第12話〜豪雨の挽歌



 静かな暗闇の中、彼らはただ立ち尽くしていた。
 否、音を立てるものは確かにあった。激しい雨がどうどうと石畳を叩き続けていた。
 石畳だけではない。白い瓦礫の連なりにも雨は滝のように降り、塵のような細かな欠片を洗っていた。
 しかしその音さえも静寂の一部にして夜は飲み込んでいた。

「……嘘でしょ…………姉貴、どういうことよ!」

 薙刀の石突を濡れた道に叩きつけ、トスカは怒鳴った。激しく燃えている妹の瞳を覗くようにして、ティカは悲しげに首を横に振る。

『ごめんね……トスカ、私』

 しかし彼女の姿はもはや人のそれではなかった。シルエットにはまだ人のそれが残っている。しかし身の丈は元の彼女の2倍近く、その腰の部分は異様なほどに細い。
 何よりも特徴的なのはその腕で、もう少しで地面に着きそうなほどの長さがある。トスカの薙刀と同じくらいにもなろうか。
 彼女には、顔すら無かった。どこから発しているのか、木霊のような声で彼女は続けた。
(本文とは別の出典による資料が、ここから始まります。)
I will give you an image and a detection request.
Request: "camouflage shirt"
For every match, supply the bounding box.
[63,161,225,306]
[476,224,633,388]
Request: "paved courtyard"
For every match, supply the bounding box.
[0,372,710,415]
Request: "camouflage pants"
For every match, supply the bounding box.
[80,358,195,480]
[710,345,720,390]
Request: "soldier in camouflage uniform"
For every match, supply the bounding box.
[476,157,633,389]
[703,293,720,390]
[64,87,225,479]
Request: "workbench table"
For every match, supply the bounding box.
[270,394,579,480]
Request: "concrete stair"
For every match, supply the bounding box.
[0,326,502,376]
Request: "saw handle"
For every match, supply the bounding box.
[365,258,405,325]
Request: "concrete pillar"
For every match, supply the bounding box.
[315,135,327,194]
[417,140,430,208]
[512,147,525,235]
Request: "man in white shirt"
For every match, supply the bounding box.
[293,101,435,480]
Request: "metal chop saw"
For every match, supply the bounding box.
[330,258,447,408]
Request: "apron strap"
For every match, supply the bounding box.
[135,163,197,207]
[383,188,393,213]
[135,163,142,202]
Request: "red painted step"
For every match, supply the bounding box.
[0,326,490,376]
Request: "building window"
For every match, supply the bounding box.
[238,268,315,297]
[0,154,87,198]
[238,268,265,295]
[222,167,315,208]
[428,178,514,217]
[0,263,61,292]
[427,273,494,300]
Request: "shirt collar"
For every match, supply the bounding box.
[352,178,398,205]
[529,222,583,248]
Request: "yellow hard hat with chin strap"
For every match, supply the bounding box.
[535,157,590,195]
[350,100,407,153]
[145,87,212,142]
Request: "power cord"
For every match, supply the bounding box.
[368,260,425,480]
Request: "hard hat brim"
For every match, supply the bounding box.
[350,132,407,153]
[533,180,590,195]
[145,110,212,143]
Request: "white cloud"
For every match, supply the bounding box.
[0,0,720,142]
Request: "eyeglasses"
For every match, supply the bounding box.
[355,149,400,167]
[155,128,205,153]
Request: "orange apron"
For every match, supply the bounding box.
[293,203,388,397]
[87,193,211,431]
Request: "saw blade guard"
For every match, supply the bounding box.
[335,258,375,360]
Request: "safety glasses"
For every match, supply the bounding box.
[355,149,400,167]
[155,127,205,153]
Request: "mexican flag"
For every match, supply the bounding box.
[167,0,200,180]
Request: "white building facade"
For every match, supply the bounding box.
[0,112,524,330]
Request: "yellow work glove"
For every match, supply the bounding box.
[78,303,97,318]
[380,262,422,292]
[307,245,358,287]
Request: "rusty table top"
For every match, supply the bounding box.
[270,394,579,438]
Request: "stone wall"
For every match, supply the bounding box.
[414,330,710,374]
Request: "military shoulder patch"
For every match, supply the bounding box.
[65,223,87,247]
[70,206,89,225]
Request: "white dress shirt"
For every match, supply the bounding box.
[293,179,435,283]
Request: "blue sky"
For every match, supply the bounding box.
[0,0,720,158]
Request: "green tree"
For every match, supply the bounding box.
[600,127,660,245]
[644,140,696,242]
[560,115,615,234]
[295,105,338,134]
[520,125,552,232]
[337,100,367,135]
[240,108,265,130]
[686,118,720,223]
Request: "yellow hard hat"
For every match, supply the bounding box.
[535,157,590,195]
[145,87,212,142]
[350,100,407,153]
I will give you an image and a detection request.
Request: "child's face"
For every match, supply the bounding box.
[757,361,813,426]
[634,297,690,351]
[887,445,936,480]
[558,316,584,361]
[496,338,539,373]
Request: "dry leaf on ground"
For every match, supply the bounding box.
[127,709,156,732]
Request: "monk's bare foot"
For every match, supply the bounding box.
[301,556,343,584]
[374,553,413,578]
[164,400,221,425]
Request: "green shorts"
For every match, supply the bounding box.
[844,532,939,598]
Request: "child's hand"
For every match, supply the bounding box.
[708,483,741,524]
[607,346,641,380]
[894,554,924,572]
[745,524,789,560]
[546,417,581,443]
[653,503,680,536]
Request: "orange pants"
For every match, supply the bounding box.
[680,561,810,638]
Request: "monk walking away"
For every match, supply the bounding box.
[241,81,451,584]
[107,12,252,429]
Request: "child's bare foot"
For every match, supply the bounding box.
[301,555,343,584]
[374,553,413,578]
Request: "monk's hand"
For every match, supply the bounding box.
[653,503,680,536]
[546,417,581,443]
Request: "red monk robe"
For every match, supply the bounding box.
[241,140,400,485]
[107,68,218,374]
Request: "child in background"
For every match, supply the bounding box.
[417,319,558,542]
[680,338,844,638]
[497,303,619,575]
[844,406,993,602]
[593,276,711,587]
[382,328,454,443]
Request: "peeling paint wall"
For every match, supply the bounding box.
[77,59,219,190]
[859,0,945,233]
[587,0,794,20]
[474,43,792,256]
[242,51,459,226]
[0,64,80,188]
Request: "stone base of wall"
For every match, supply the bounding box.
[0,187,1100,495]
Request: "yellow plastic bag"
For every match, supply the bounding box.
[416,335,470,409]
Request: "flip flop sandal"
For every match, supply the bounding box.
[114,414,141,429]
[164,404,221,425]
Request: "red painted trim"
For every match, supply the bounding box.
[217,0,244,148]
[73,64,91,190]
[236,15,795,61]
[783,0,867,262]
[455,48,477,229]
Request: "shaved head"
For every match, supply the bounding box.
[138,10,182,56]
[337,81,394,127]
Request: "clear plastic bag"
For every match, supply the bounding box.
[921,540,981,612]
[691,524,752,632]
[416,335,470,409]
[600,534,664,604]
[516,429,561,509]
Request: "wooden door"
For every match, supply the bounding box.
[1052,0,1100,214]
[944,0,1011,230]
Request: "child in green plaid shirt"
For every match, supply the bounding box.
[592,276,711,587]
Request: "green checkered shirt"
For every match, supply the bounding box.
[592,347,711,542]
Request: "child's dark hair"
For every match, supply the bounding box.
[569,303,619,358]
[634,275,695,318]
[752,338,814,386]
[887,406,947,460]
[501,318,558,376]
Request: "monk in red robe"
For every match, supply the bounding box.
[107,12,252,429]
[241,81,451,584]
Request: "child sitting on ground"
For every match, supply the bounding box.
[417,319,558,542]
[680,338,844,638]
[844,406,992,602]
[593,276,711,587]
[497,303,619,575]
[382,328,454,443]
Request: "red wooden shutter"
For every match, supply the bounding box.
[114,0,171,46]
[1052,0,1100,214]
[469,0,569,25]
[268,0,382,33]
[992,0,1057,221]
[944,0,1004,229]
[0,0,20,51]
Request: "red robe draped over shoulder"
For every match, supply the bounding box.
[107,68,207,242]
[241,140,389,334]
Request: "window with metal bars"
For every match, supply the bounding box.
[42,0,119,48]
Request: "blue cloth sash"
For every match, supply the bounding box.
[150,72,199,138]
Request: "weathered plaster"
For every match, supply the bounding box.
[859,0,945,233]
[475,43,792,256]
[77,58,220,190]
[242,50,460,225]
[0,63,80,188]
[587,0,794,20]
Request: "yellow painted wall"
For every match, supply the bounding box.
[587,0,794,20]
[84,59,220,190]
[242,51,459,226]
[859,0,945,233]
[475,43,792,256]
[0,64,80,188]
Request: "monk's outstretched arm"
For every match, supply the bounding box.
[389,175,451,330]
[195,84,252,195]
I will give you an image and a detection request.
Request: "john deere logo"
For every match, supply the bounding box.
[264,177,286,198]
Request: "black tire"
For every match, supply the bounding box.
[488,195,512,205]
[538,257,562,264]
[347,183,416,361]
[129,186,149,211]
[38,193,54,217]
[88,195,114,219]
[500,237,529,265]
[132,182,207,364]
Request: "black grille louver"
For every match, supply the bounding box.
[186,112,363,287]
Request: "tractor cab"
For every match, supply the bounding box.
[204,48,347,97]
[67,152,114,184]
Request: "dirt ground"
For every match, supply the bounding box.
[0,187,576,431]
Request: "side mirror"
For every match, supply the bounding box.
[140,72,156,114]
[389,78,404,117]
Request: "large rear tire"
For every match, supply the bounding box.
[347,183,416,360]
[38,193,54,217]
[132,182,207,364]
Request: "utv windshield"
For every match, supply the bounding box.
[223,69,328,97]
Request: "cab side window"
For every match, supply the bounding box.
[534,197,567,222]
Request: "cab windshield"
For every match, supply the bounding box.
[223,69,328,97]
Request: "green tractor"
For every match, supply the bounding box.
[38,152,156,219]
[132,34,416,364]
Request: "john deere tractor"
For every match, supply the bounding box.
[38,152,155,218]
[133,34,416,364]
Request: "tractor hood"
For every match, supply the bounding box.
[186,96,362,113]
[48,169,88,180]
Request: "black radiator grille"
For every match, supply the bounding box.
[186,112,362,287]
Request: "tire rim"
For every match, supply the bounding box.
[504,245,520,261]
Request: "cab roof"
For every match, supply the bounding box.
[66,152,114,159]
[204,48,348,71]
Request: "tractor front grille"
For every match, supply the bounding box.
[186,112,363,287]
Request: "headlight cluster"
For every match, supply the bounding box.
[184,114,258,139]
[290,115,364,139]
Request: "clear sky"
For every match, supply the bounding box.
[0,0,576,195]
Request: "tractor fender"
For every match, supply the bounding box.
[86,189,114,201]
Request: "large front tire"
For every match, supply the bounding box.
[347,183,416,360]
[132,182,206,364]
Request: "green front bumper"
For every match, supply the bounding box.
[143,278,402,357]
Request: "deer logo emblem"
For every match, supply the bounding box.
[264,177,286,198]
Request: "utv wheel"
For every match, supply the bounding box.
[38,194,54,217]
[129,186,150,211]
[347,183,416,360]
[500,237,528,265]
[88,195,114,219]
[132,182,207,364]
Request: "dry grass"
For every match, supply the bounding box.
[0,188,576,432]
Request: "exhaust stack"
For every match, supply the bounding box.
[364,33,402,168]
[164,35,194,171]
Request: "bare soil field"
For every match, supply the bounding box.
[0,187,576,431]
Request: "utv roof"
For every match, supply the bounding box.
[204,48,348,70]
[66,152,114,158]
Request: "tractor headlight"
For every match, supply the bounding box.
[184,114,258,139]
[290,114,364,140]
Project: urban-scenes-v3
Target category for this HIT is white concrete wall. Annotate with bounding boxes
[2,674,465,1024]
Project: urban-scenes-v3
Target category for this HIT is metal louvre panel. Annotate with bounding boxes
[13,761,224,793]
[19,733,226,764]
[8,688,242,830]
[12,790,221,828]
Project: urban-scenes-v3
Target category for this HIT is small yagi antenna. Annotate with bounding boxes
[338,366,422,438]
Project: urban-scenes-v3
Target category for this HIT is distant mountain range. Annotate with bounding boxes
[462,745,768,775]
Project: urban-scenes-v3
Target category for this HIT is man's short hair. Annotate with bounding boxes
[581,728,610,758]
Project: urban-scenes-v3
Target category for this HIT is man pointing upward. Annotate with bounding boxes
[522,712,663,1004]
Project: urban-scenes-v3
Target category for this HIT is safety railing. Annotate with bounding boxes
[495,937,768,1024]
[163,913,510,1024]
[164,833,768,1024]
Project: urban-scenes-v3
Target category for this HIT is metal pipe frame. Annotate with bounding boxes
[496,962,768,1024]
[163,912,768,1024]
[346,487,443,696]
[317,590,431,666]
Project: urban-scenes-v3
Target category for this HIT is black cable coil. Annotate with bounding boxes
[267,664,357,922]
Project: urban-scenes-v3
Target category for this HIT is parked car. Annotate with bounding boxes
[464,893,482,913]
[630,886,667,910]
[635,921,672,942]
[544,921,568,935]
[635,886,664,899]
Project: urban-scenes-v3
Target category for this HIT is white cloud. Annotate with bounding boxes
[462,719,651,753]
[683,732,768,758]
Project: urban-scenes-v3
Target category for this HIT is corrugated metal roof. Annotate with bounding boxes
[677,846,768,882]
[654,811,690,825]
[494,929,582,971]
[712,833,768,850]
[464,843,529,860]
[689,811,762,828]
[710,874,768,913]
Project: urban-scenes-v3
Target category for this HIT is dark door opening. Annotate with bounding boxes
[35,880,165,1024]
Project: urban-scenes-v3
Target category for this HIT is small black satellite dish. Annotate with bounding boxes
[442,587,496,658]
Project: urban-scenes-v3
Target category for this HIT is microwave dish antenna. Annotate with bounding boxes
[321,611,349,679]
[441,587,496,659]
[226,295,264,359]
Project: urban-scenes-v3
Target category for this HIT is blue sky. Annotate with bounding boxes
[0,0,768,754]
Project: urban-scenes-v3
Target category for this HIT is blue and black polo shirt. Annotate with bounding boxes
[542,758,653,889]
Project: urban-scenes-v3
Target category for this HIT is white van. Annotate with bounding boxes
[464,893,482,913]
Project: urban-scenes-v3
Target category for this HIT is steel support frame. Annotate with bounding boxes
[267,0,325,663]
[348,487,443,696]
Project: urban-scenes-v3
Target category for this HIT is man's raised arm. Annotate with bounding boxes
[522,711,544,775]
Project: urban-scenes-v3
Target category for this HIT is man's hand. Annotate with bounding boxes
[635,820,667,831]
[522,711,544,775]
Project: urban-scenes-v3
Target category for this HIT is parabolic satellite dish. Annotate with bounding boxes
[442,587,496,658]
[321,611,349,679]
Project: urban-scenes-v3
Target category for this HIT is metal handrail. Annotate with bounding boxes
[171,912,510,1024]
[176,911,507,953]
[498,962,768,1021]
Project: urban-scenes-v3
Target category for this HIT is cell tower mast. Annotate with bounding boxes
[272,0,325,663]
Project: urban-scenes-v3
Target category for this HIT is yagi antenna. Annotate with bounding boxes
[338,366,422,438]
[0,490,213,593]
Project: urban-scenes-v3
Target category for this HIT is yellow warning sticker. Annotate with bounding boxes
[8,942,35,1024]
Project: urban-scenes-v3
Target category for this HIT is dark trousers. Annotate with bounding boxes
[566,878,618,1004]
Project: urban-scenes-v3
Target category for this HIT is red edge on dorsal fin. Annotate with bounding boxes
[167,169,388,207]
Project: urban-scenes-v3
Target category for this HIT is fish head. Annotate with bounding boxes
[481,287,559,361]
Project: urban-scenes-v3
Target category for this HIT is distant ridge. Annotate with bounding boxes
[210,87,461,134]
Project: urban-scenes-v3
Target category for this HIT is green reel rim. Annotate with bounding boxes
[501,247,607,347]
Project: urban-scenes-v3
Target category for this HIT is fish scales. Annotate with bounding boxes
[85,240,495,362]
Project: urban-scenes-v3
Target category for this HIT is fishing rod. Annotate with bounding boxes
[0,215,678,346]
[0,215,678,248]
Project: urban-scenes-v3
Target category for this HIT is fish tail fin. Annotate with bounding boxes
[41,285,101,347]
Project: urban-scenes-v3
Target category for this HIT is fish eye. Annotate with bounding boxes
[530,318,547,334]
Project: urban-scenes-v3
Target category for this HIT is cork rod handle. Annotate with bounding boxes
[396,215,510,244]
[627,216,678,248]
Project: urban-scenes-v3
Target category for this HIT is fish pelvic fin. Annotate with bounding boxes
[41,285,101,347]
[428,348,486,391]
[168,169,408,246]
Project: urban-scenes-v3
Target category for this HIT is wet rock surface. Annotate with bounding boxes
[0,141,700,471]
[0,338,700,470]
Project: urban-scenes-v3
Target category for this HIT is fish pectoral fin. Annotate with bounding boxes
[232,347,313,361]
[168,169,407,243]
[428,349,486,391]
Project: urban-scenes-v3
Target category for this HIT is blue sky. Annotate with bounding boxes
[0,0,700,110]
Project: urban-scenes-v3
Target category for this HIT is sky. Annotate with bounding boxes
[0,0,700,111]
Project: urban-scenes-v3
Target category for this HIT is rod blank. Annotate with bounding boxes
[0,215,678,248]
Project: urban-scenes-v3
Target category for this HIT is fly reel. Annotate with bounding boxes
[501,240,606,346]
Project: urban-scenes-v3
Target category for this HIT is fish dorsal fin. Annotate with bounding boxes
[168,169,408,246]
『こんなはずではなかったの……私は、ただ、あなたに……』
「……なによ。あたしに何なのよ!」
『……勝ちたかった』

 豪雨の中、彼女の声は不思議に通っていた。


 ☆ ★ ☆


 その日の太陽が沈みきって数刻の後、エイルはそこに居る筈の無い人物と食堂のテーブルで再会していた。

「あれ? 帰ったと思ったのに、どうしたのさ」
「……うん、まぁ予想の範囲内だったんだけどさ……会議にかけてからまたあたしに何か言ってくるとかで、二、三日首都で待ってろだってさ」

 全く、と大げさにため息をつき、トスカはスパゲティにフォークを突っ込んだ。
 少し時間を外している為か人の姿は多くなく、彼女も十人ほどが掛けられる長テーブルの左側――入り口から遠い方の端にひとりで座っていた。
 自然と少年たちも彼女の隣,或いは向かいの方に座る流れになり、たちまちそのテーブルの半分以上が埋まる形になった。
 彼らにメニューを回しながら白魔道士の少女はそういえば、と思い出したように続けた。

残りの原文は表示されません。